Bug 1502129

Summary: OpenShift Container Platform and CNS, pods stuck in terminating state
Product: OpenShift Container Platform Reporter: Magnus Glantz <sudo>
Component: NodeAssignee: Joel Smith <joelsmith>
Status: CLOSED DUPLICATE QA Contact: DeShuai Ma <dma>
Severity: high Docs Contact:
Priority: unspecified    
Version: 3.6.1CC: aos-bugs, jokerman, mmccomas, sudo, tahonen, wmeng
Target Milestone: ---   
Target Release: ---   
Hardware: Unspecified   
OS: Unspecified   
Whiteboard:
Fixed In Version: Doc Type: If docs needed, set a value
Doc Text:
Story Points: ---
Clone Of: Environment:
Last Closed: 2017-10-20 16:54:14 UTC Type: Bug
Regression: --- Mount Type: ---
Documentation: --- CRM:
Verified Versions: Category: ---
oVirt Team: --- RHEL 7.3 requirements from Atomic Host:
Cloudforms Team: --- Target Upstream Version:
Embargoed:
Attachments:
Description Flags
Ansible hosts file
none
sosreport from master
none
sosreport from node associated to stuck pod none

Description Magnus Glantz 2017-10-14 11:59:57 UTC
Created attachment 1338537 [details]
Ansible hosts file

Description of problem:
When provisioning an OCP 3.6 cluster with CNS, fairly often, created pods cannot be deleted, they are stuck in terminating state, so that the project they are in cannot either be deleted. I have observed that restarting nodes which on pods are stuck resolves this state. Not sure if it does so reliably though.

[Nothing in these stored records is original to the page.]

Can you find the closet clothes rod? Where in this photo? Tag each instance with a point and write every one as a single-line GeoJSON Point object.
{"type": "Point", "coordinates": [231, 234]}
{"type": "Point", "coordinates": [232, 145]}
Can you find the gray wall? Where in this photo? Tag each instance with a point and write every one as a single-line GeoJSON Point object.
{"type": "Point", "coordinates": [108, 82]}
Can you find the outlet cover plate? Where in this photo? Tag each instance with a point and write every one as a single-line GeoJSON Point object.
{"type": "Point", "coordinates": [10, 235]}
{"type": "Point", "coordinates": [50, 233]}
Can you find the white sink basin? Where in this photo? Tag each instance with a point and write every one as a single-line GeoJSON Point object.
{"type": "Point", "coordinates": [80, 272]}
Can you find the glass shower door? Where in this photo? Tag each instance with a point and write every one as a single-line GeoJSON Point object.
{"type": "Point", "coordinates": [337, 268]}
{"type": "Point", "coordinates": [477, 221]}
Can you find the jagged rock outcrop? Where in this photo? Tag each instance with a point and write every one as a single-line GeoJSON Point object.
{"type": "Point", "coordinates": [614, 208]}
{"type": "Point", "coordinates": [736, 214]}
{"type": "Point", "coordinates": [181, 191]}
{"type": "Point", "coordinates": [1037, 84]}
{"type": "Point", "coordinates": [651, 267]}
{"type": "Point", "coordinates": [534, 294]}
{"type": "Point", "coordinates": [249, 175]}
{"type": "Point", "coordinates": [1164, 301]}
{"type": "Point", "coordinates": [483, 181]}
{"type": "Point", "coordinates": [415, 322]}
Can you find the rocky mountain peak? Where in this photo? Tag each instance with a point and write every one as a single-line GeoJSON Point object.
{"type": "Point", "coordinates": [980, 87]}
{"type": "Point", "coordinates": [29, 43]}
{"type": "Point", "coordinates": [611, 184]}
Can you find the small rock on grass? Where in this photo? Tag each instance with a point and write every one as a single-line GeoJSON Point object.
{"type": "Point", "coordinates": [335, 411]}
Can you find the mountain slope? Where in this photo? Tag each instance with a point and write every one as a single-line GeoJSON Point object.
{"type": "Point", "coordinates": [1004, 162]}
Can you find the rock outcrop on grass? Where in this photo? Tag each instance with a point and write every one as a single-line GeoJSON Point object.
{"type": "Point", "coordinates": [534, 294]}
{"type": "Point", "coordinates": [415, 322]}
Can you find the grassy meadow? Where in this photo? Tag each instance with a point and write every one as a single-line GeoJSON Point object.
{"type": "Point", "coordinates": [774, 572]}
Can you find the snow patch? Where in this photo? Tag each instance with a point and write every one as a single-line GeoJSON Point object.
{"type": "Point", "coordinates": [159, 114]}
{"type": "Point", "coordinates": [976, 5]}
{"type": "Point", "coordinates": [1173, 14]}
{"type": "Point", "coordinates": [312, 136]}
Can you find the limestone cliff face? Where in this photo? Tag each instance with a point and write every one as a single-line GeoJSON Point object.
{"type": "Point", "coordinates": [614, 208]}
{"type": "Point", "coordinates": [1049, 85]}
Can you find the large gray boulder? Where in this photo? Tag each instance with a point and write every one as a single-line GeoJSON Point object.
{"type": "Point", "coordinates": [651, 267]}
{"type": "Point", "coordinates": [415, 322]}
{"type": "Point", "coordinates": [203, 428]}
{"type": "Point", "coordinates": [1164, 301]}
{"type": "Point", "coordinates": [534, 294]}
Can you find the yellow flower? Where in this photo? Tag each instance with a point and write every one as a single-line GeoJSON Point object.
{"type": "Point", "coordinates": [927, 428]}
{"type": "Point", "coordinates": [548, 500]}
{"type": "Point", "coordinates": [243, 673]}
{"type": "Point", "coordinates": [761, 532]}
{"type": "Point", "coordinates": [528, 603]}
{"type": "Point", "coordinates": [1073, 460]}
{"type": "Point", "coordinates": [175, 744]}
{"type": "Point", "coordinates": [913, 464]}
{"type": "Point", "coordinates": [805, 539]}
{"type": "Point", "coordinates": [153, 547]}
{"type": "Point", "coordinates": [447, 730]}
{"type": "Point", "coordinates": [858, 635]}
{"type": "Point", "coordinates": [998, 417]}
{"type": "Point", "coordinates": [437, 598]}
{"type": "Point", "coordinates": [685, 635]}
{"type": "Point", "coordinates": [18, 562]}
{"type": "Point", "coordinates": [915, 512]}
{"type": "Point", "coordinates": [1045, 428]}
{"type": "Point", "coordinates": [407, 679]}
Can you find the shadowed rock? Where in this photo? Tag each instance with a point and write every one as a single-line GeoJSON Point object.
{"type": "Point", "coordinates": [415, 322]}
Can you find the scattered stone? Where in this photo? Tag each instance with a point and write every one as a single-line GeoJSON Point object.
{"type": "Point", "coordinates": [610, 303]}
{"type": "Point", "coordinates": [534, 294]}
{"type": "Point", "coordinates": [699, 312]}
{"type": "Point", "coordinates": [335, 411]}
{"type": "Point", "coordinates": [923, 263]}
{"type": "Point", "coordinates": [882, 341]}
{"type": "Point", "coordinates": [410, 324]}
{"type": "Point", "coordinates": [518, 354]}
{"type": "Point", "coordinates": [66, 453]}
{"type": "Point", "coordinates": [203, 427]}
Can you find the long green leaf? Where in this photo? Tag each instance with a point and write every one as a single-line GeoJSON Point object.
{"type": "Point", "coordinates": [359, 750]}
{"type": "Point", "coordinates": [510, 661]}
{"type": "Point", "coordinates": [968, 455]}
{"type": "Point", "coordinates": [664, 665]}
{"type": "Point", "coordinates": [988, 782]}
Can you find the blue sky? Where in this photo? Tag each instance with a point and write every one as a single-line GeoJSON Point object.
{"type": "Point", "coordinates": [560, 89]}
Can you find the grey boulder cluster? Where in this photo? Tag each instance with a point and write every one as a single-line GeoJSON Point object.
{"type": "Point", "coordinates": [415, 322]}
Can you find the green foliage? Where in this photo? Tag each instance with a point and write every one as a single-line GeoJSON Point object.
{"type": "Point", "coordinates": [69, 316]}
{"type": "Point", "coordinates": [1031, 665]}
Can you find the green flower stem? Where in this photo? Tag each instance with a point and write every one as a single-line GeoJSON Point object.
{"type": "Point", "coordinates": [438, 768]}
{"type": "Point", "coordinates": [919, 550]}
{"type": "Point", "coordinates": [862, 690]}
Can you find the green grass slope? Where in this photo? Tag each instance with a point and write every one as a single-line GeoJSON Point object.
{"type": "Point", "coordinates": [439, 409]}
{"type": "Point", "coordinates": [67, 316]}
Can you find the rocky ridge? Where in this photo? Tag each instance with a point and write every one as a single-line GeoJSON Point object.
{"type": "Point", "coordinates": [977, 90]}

Version-Release number of selected component (if applicable):
OCP 3.6-latest with container native storage.


How reproducible:
I can reliably recreate the issue by deploying a new OCP cluster with CNS and then just create and destroy 1-3 projects with pods which has persistent storage via CNS.


Steps to Reproduce:
1. Install CNS enabled cluster using https://github.com/mglantz/ocp36-azure-cns
2. Create 1-3 projects with Jenkins persistent
3. Delete projects, observe pods stuck in terminating state.

Actual results:
Pods stuck in terminating state.

Expected results:
Projects and pods deleted.

Additional info:

Comment 1 Magnus Glantz 2017-10-14 12:00:56 UTC
Created attachment 1338538 [details]
sosreport from master

Comment 2 Magnus Glantz 2017-10-14 12:03:03 UTC
Created attachment 1338539 [details]
sosreport from node associated to stuck pod

This node also runs CNS/infra, but that seems not to be related, I've seen pods stuck on nodes which does not run CNS.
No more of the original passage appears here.